Questo lavoro, frutto di un’indagine sul territorio con raccolta di documenti e testimonianze sugli anni della seconda guerra mondiale, ha impegnato per circa cinque mesi una classe di 24 alunni: la 2″ B, con l’apporto e la collaborazione di tantissime persone anche esterne alla scuola. La ricerca si compone di una parte scritta e di circa 30 «cassette» che riportano le registrazioni delle interviste, oltre che di una serie di reperti che non hanno potuto trovare spazio nelle pagine del libro. Il lavoro è stato concepito e condotto con finalità puramente didattiche; solo alla conclusione è maturata l’idea del libro, per evitare la dispersione di documenti e testimonianze significative e importanti per la comprensione del nostro passato e della realtà del nostro territorio.

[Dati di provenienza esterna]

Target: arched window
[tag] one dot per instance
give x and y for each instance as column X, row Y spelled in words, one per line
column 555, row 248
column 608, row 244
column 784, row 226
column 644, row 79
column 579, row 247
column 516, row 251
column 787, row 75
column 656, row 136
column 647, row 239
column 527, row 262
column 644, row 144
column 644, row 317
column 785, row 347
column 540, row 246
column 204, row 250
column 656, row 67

La ricerca ha richiesto una lunga fase preparatoria, per mettere a punto l’argomento nelle sue dimensioni storiche, per elaborare dei questionari che permettessero di raccogliere indicazioni e notizie significative e per avere a disposizione tutto il materiale necessario. Gli studenti hanno lavorato prevalentemente in gruppo, cosa che è servita loro moltissimo per conoscersi; ma non sono mancati i momenti di lavoro individuale, soprattutto nella fase di trascrizione delle interviste. Inoltre, due volte la settimana, erano programmati dei momenti in cui tutta la classe metteva in comune le proprie esperienze, discutendo questioni generali e problemi organizzativi di vario genere.

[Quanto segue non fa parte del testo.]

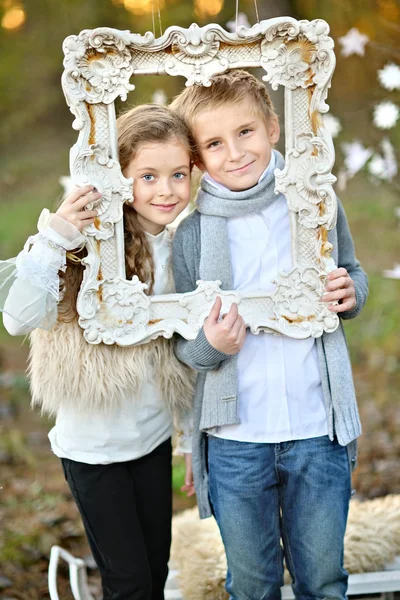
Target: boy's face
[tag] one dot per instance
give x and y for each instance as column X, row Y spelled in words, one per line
column 235, row 144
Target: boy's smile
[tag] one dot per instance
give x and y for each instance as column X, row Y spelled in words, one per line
column 235, row 144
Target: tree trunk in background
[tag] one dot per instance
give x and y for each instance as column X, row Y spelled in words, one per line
column 268, row 9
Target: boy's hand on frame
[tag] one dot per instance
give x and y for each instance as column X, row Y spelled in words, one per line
column 340, row 288
column 189, row 484
column 73, row 210
column 228, row 334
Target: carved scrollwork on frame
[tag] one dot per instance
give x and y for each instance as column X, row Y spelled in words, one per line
column 297, row 55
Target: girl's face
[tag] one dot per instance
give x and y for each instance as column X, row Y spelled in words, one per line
column 161, row 188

Il mio impegno di insegnante è stato quello di coordinare il lavoro degli studenti e le varie fasi della ricerca, offrendo i riferimenti e i supporti critici per la catalogazione e l’analisi del materiale e delle indicazioni raccolte. Vorrei anche precisare che, trattandosi di un’esperienza didattica ricca e complessa, volutamente è stato privilegiato il canale dell’approccio umano piuttosto che quello del rigore scientifico. Ci ha molto commosso l’entusiasmo che ha accompagnato il nostro lavoro, sia dentro che fuori la scuola; le persone intervistate hanno accolto gli studenti con calore e simpatia, dimostrando grande disponibilità nei loro confronti. Durante la trascrizione delle interviste abbiamo riportato le parole con la maggiore fedeltà possibile, eliminando solo le ripetizioni e mantenendo gli anacoluti tipici del parlato popolare, che del resto risultano assai espressivi.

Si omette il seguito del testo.